Après dîner, nous allâmes nous asseoir tous ensemble au bord de la rivière bruissante, sur une prairie, parmi des centaurées et des marjolaines qu’on devinait dans l’obscurité à leur pénétrante odeur. Il faisait très chaud, très calme, et d’innombrables grillons chantaient. Il me sembla aussi que je n’avais encore vu nuit si limpide, ni tant d’étoiles dans du bleu si profond. La différence en latitude n’était cependant pas bien grande, mais les brises marines, qui attiédissent nos hivers, embrument aussi parfois nos soirées d’été ; donc, ce ciel étoilé pouvait être plus pur en effet que celui de mon pays, plus méridional.

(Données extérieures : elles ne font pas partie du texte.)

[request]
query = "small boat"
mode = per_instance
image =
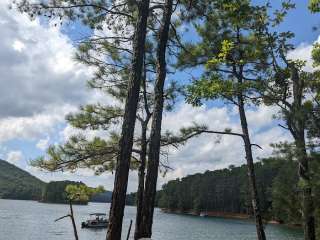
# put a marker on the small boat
(97, 220)
(203, 214)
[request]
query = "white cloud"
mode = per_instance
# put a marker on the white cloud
(43, 144)
(14, 157)
(204, 153)
(303, 52)
(34, 127)
(18, 45)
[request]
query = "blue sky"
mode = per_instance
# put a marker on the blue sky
(41, 83)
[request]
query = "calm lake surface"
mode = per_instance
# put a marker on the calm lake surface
(29, 220)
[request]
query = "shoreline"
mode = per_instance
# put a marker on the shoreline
(239, 216)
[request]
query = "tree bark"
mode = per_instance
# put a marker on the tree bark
(250, 170)
(155, 134)
(140, 191)
(73, 221)
(296, 124)
(307, 200)
(126, 140)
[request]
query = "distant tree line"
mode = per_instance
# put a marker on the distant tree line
(226, 190)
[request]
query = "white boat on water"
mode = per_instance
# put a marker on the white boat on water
(97, 220)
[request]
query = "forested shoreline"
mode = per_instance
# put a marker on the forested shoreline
(225, 191)
(146, 56)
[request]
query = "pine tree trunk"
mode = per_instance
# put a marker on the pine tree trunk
(307, 201)
(140, 191)
(251, 174)
(296, 123)
(155, 134)
(126, 140)
(73, 221)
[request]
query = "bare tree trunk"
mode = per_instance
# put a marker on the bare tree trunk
(141, 180)
(155, 135)
(296, 124)
(126, 140)
(250, 167)
(307, 204)
(73, 222)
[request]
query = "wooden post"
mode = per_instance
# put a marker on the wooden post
(129, 230)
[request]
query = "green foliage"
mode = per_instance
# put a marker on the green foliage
(54, 192)
(233, 51)
(18, 184)
(81, 192)
(223, 190)
(316, 54)
(314, 6)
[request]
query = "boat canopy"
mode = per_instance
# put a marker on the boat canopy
(97, 214)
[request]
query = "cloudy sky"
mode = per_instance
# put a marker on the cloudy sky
(41, 83)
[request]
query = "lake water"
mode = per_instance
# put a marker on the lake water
(29, 220)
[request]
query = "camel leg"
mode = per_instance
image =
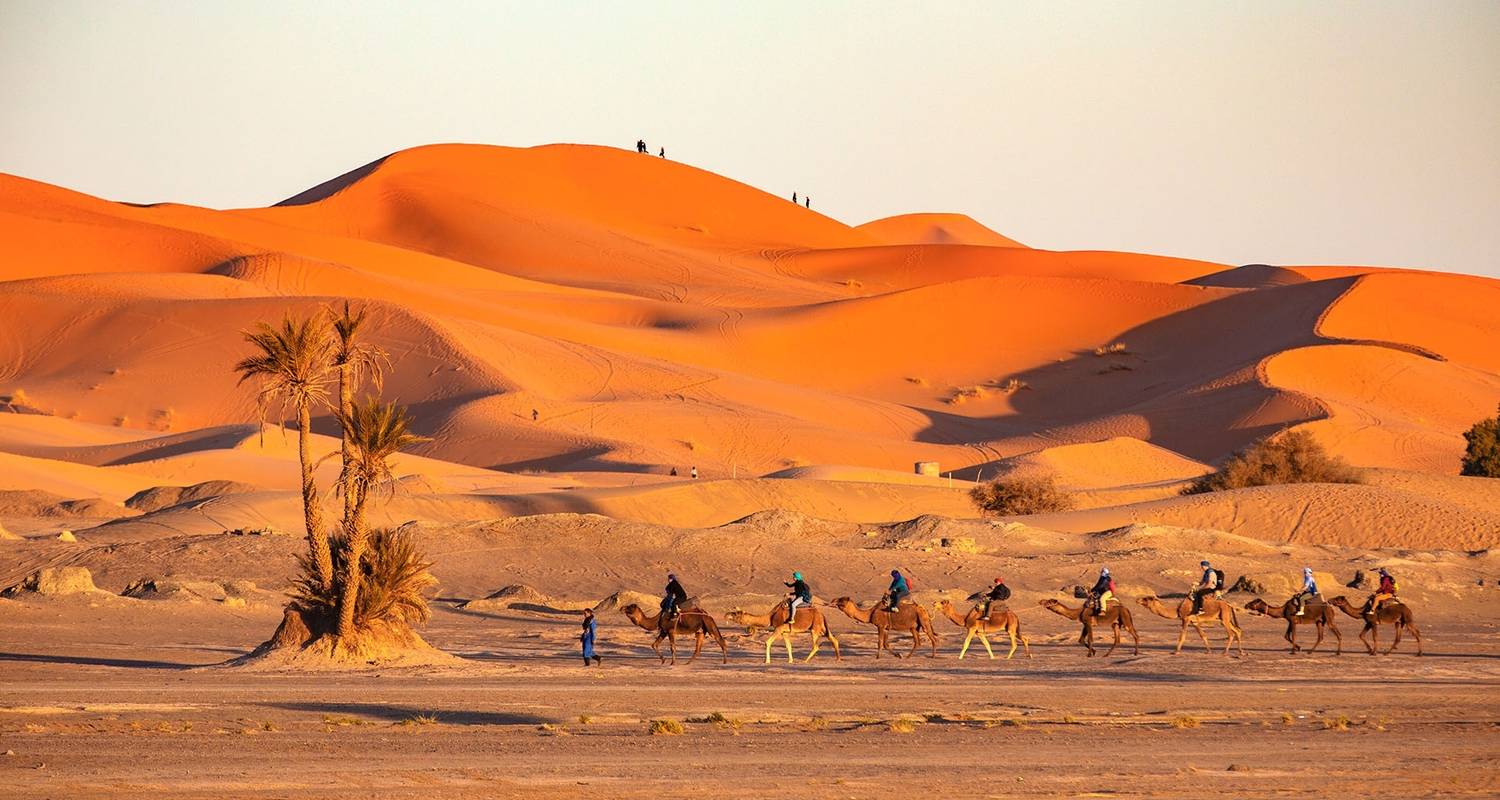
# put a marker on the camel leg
(1116, 629)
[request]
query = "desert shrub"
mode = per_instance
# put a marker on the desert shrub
(393, 577)
(1020, 496)
(1292, 457)
(1482, 454)
(902, 725)
(665, 727)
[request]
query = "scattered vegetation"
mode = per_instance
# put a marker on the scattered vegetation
(1482, 454)
(1335, 722)
(665, 727)
(1292, 457)
(1020, 496)
(902, 725)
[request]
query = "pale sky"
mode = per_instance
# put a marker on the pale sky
(1244, 132)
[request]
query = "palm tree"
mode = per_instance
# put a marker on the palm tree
(293, 366)
(353, 359)
(375, 431)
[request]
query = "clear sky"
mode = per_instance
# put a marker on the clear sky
(1251, 131)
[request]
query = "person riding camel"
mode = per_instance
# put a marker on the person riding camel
(1103, 592)
(800, 596)
(1206, 586)
(1308, 590)
(1385, 592)
(998, 595)
(897, 592)
(674, 599)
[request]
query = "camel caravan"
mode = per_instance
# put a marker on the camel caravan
(1203, 607)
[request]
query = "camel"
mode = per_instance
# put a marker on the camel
(1001, 619)
(1116, 617)
(1392, 611)
(807, 619)
(1214, 611)
(1316, 613)
(909, 617)
(689, 620)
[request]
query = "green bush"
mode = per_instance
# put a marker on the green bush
(1292, 457)
(1482, 455)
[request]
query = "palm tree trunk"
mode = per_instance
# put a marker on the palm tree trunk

Et autour de moi, montaient dans l’air de grandes silhouettes bleuâtres que je ne pouvais me lasser de contempler : les montagnes jamais vues, me donnant cette impression de dépaysement que j’avais tant désirée, m’indiquant que mon premier petit rêve était bien réellement accompli…

Je devais revenir passer plusieurs étés dans ce village et m’y acclimater au point d’apprendre le patois méridional que les bonnes gens y parlaient. En somme les deux pays de mon enfance ont été la Saintonge et celui-là, ensoleillés tous deux.

La Bretagne, que beaucoup de gens me donnent pour patrie, je ne l’ai vue que bien plus tard, à dix-sept ans, et j’ai été très long à l’aimer, — ce qui fait sans doute que je l’ai aimée davantage. Elle m’avait causé d’abord une oppression et une tristesse extrêmes ; ce fut mon frère Yves qui commença de m’initier à son charme mélancolique, de me faire pénétrer dans l’intimité de ses chaumières et de ses chapelles des bois. Et ensuite, l’influence qu’une jeune fille du pays de Tréguier exerça sur mon imagination, très tard, vers mes vingt-sept ans, décida tout à fait mon amour pour cette patrie adoptée.